Deb invited her to help with her campaign, but Julia said, “I can’t see anything.” Deb’s response was that her experience would be very valuable, and I chimed in that Julia would have told her to order those yard signs earlier than she had.
Julia wasn’t interested in working on the campaign, though. On the other hand, she did offer to put up a yard sign for Deb. Julia and Bill are on Geyer Road, a major thoroughfare in Kirkwood–AND right across from a polling place. A plum location.
That, as it turned out, was the house of the night. We soldiered on.

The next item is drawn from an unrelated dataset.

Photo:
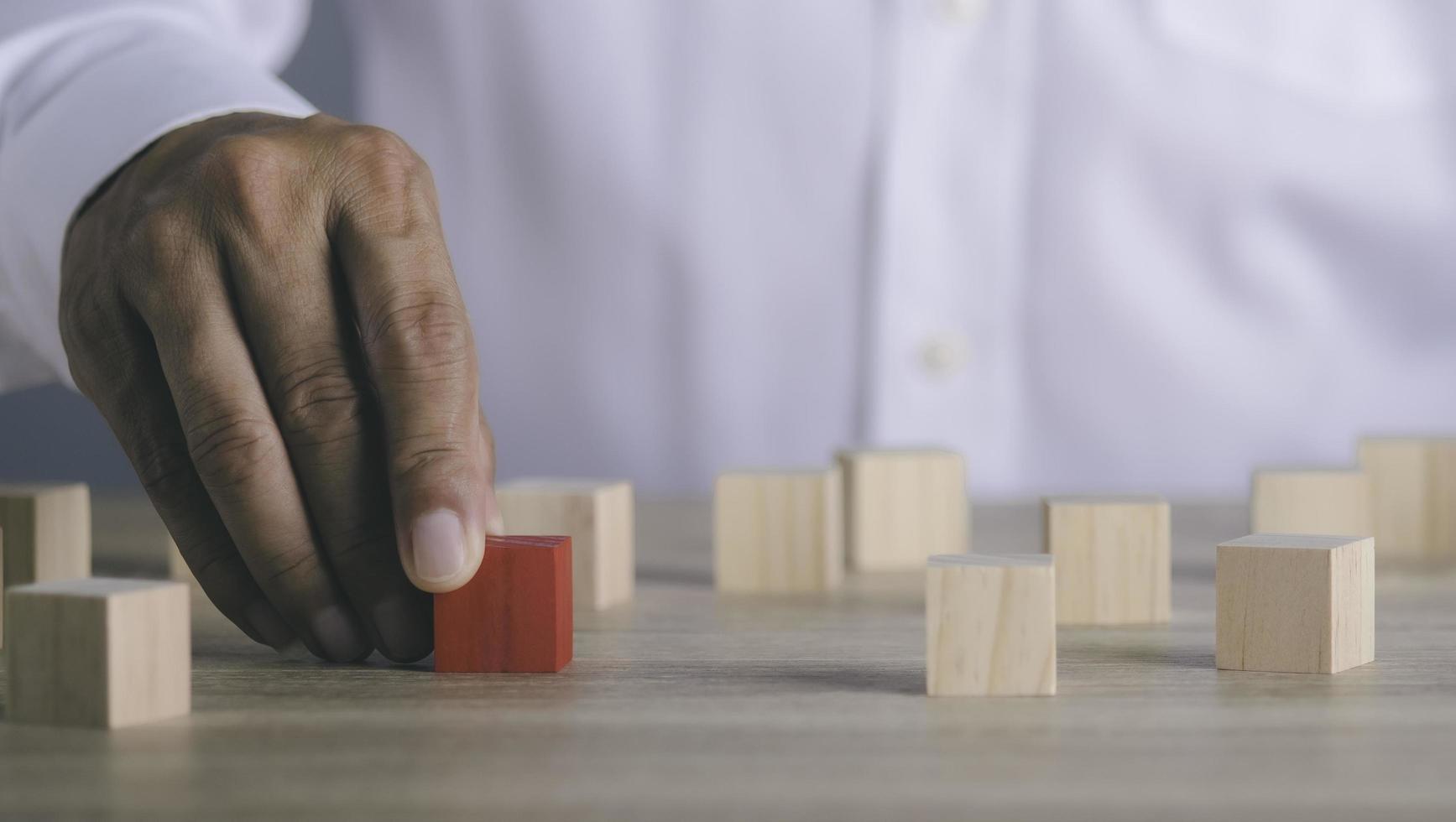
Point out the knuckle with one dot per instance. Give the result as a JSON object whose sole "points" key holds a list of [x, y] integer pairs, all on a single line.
{"points": [[423, 457], [101, 350], [230, 449], [319, 400], [390, 182], [164, 471], [255, 176], [418, 330], [166, 237], [296, 560]]}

One young mother opened her apartment door with a sweet smile. Deb gave her the opening patter: “Hi, I’m Deb Lavender, and I’m running for state rep. I’m getting out and meeting the neighbors. Do you vote Democratic, Republican … or it depends?” The young woman’s smile broadened: “I work for the Republican Party.” Anyone who’s ever used a VAN list knows they’re not perfect. Deb returned her smile and said that the lady probably wouldn’t be voting for her, then. She shrugged. “They pay my bills, and I don’t bite the hand that feeds me.”
Another man listened to Deb’s intro, took the literature, told her that he was a Democrat and that he’d vote for her. And stopped short of saying, “Now that’s all I want to hear. You can go away.” But we got the idea and left him to his life.
Deb is running against an incumbent, Rick Stream , who is more conservative than most Kirkwood voters. He is pro-voucher in a school district that places high value on its schools, anti-stem cell research, anti-choice, pro-death penalty, and pro-abstinence only sex education.
Deb mentioned none of that at the doors, however, unless someone asked, preferring to focus on her passion, as a physical therapist and a small business owner, for health care reform. I’ll have more to say tomorrow about her conversations with constituents about health care, as well as about her belief that legislators should quit bickering and start looking for common ground.